When is it violated:
- When the none of the output states of a node is used as input states to its following nodes in the workflow.
- When the all the output states of a node is overwritten by other nodes that output the same states before they are used.
- When the node A's implementation incorrectly declared that state O is its output.
How to fix violations:
- Add another node after the node concerned in the error is visited to consume at least one output of the node before the output is overwritten.
- Remove state O from the output of node A's implementation.
When may violations be left unfixed: Violations of this rule should always be fixed. Note that the workflow will still function even if this error is not fixed, but the redundant computation will unnecessarily slow down the program when executing the workflow.
prefer-selection-in-the-loop
Definition: It is recommended to have a data object selection node in the workflow and put the node inside a loop.
Details: This rule validates the workflow used data object selection in a loop to iteratively update the sampled data objects.
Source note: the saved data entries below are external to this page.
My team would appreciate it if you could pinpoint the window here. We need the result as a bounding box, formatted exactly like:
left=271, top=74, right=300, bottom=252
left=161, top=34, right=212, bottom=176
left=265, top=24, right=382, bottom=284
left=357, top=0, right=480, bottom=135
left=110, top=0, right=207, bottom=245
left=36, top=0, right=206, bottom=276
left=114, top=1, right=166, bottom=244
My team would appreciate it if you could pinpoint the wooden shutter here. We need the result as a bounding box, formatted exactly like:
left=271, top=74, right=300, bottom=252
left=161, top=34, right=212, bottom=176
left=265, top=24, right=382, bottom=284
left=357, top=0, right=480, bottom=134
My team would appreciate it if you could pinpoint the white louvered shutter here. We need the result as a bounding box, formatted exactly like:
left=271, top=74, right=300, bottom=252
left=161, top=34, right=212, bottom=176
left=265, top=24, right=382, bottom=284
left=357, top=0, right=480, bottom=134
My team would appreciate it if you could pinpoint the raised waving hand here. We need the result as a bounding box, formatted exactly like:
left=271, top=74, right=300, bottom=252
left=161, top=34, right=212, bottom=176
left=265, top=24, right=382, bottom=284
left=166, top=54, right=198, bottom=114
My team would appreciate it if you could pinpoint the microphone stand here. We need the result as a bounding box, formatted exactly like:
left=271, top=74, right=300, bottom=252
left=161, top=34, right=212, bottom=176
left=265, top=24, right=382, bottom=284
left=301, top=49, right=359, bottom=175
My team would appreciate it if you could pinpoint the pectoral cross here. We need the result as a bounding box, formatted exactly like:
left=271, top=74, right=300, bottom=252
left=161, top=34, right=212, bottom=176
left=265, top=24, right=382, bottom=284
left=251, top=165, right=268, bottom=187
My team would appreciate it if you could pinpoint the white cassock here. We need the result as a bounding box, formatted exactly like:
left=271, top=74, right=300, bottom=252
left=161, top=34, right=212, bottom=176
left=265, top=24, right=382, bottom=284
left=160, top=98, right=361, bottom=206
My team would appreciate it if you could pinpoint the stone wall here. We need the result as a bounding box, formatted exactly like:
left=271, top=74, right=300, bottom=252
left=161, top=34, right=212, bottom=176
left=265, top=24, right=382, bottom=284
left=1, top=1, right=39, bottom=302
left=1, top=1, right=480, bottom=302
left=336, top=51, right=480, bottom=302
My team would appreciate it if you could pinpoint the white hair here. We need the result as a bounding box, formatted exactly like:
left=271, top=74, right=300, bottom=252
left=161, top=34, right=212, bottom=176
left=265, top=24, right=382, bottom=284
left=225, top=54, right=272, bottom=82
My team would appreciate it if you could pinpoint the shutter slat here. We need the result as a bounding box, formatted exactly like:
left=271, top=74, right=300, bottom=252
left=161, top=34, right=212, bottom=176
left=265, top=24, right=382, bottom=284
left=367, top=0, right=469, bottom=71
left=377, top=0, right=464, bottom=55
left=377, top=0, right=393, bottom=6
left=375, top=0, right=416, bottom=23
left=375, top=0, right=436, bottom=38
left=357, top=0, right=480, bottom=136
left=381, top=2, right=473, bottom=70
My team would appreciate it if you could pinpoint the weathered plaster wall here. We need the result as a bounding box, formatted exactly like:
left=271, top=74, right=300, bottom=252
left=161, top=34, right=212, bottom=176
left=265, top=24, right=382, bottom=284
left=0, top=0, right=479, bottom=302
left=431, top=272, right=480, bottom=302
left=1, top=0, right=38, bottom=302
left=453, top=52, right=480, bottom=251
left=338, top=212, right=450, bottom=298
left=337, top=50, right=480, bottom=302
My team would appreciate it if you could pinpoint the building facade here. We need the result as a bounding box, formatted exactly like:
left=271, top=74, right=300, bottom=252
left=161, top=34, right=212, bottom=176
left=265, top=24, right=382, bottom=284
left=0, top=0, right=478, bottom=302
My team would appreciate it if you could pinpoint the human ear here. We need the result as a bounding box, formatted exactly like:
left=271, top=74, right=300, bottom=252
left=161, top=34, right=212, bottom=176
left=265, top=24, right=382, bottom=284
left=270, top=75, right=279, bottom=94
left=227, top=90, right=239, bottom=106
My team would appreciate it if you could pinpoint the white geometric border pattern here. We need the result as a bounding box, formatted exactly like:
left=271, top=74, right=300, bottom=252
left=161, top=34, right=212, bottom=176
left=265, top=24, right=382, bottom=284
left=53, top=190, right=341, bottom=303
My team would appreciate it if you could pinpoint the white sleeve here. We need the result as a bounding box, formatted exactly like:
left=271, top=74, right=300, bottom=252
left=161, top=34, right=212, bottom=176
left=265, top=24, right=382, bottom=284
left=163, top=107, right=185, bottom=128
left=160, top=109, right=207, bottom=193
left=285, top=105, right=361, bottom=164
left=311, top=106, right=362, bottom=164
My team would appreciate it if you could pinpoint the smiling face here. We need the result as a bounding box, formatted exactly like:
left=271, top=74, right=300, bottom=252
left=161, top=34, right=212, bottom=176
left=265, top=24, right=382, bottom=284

If there is no data object selection in a loop, the sampled data objects will never be updated, meaning that the annotators will always see the same set of data objects.
When is it violated:
- When there is no data object selection node in the workflow, or
- When there is no data object selection node in a loop in the workflow.
How to fix violations:
- Add a data object selection node to the workflow if there is no data object selection node.
- Revise the edge connections to make sure there exist at least one data object selection inside a loop.
When may violations be left unfixed: This rule is a recommended but not compulsory. In the case where the developer has already initialized the samples in the initialization node, it is okay to break this rule.
prefer-model-update-in-the-loop
Definition: When there exist a node in the workflow that takes model as input and that the node is inside a loop, it is recommended to have a model training node inside the same loop to incrementally update he model.
Details: This rule validates the workflow used model training in a loop to iteratively update the model.
When is it violated: When there exist a node take takes model as input inside a loop, and that the loop does not contain a model training node.
How to fix violations: Add a model training node into the loop.
When may violations be left unfixed: This rule is a recommended but not compulsory. In the cases where the model update is time-consuming, the developer can well ignore this rule.